だからクラリッサの猫が邪魔で、ヴィンセントに “アレルギーのふり” をさせてるんだ」
クロエは息を呑んだ。
「最低ね……」
◇◇◇
翌朝、クラリッサは不安そうな顔で店に現れた。
クロエは猫たちの証言を、丁寧に伝える。
「―――クラリッサ嬢。
だからヴィンセント様は……アレルギーではありません」
クラリッサの顔がゆっくり青ざめていく。
「……浮気、していたのですか?」
クロエは静かに頷いた。
「フロスティを手放させたがっていたのは、猫嫌いのその女性です」
クラリッサの指が震える。
でもその瞳の奥に、強い意志が宿った。
「クロエさん……真実を教えてくださってありがとう。
私、すぐにこの婚約を終わらせます。
フロスティは、私が守ります」
フロスティが“にゃっ”と鋭く鳴いた。
——背筋の伸びた誇らしげな声だった。
◇◇◇
数日後。
伯爵家は正式に婚約破棄を申し渡し、
ヴィンセントの浮気は相手の家からも暴かれ、
彼は瞬く間に社交界で評判を失った。
一方クラリッサは——
凛とした笑顔で《Chat Noir》を訪れた。
「クロエさん。
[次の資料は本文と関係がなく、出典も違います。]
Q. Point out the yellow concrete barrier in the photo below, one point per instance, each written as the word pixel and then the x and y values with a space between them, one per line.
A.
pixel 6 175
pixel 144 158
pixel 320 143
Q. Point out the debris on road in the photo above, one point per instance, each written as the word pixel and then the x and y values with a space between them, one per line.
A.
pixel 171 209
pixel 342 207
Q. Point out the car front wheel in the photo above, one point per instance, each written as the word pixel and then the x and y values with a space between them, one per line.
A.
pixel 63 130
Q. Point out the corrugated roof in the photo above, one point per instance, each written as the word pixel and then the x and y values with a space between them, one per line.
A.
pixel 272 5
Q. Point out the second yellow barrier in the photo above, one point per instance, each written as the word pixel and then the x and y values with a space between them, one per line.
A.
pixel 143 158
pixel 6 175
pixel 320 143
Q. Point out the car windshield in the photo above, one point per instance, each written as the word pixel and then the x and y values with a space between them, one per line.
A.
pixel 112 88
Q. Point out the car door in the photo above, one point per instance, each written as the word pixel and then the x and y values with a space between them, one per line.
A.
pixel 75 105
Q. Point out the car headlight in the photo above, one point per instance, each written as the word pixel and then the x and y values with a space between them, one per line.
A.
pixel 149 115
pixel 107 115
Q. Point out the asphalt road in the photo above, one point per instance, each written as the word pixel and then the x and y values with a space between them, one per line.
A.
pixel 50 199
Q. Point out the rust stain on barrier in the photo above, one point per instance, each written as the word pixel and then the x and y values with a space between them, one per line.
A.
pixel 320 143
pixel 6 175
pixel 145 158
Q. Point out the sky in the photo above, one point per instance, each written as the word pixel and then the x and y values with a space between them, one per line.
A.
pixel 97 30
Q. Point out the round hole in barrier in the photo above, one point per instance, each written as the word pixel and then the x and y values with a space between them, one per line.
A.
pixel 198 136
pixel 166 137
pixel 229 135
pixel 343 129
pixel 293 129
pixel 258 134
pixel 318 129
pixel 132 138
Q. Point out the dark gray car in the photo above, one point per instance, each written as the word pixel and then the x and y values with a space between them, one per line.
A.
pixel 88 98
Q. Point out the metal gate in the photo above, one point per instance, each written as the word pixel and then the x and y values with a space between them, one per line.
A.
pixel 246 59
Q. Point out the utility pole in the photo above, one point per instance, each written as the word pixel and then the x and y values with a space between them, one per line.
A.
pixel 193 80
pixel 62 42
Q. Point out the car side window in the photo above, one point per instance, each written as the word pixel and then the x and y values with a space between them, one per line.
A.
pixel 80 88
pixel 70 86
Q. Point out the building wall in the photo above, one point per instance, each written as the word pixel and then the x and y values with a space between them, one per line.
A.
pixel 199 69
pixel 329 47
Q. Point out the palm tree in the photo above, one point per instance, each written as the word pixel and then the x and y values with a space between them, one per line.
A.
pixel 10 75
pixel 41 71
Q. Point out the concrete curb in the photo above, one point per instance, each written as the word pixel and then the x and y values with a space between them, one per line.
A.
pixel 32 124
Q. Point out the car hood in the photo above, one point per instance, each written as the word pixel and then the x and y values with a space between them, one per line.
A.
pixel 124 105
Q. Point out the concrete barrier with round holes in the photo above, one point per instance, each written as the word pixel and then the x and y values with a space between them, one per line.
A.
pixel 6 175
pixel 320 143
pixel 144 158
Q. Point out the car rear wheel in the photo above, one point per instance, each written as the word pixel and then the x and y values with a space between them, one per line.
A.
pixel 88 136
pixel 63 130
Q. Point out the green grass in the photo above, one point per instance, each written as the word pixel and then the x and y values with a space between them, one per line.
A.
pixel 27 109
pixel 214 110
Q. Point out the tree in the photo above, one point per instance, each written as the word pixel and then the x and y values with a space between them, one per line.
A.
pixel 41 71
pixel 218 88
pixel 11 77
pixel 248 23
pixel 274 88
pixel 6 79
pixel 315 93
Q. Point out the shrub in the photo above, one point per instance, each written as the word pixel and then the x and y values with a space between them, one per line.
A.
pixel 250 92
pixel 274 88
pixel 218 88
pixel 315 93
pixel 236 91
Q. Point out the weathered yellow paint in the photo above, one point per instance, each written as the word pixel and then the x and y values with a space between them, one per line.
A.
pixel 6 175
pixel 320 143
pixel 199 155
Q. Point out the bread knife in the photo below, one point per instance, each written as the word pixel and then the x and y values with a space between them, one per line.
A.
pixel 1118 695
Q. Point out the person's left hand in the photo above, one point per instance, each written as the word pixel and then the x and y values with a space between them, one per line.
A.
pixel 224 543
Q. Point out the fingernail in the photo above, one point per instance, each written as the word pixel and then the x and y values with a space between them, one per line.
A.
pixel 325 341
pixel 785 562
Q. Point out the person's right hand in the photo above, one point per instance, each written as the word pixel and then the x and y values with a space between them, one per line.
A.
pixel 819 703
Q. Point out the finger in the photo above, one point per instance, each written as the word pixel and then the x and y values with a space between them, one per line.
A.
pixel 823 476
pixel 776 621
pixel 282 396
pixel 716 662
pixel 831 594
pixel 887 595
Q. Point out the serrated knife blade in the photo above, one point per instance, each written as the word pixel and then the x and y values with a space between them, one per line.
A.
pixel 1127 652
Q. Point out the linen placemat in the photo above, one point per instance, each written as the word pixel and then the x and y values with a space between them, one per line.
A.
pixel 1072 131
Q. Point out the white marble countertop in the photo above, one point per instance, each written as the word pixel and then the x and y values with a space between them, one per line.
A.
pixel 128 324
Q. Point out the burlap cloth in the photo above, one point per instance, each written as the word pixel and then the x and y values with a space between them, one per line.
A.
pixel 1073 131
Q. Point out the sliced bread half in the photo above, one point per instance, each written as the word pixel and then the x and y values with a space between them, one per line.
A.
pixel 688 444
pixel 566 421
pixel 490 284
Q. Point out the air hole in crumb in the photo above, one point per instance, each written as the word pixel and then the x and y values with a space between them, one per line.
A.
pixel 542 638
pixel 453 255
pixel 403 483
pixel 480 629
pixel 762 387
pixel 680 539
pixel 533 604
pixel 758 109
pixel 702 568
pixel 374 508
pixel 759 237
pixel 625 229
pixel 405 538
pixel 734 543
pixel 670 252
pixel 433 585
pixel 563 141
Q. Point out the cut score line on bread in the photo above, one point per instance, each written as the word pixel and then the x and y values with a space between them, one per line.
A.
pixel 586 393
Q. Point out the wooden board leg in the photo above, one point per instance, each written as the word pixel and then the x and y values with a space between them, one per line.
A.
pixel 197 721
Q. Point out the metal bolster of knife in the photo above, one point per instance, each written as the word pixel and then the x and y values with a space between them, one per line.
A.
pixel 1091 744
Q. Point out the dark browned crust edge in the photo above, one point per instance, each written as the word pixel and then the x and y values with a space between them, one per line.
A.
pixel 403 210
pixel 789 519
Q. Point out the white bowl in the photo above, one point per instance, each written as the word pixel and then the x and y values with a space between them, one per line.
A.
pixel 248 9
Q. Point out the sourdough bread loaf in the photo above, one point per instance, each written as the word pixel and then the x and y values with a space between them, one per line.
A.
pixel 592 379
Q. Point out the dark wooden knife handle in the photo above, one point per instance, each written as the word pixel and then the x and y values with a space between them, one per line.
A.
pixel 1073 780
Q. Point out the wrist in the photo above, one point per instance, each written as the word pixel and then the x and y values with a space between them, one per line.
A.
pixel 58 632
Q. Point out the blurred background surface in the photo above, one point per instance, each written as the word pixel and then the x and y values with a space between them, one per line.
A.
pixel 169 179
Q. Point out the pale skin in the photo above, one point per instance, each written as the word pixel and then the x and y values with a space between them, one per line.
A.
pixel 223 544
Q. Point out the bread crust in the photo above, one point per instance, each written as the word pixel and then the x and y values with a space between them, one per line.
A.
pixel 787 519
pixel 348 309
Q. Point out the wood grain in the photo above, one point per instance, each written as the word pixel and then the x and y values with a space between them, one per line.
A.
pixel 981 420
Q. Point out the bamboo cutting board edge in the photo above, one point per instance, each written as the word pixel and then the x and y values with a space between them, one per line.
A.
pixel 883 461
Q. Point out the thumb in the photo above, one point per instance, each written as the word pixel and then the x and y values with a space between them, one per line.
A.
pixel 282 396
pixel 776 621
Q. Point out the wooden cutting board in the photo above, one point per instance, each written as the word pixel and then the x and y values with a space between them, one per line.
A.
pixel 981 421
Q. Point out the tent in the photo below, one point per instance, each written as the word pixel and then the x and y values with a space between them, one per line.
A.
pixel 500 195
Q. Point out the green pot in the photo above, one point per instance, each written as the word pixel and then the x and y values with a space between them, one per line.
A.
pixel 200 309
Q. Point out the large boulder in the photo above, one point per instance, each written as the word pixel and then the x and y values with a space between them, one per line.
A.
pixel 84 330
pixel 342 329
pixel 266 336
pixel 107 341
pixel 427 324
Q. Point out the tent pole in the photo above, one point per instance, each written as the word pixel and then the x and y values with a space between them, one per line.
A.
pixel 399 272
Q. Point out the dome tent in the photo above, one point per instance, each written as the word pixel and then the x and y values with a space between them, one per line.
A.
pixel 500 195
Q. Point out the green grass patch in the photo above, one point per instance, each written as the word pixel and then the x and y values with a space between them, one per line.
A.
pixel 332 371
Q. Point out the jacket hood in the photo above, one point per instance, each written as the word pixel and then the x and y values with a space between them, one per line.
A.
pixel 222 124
私、フロスティと旅に出て、心を整理してこようと思います」
肩の上のフロスティは尻尾を揺らし、
“もう大丈夫だよね”
とでも言っているみたい。
クロエは優しく微笑んだ。
「あなたは強いわ。
きっと、次はあなたとフロスティを心から大切にしてくれる人と出会えます」
ノワールたちが“にゃー”と合唱する。
祝福の歌のように、柔らかく響いた。
《Chat Noir》には、またひとつ嘘が暴かれ、
ひとりの未来が救われた香りが広がっていた——。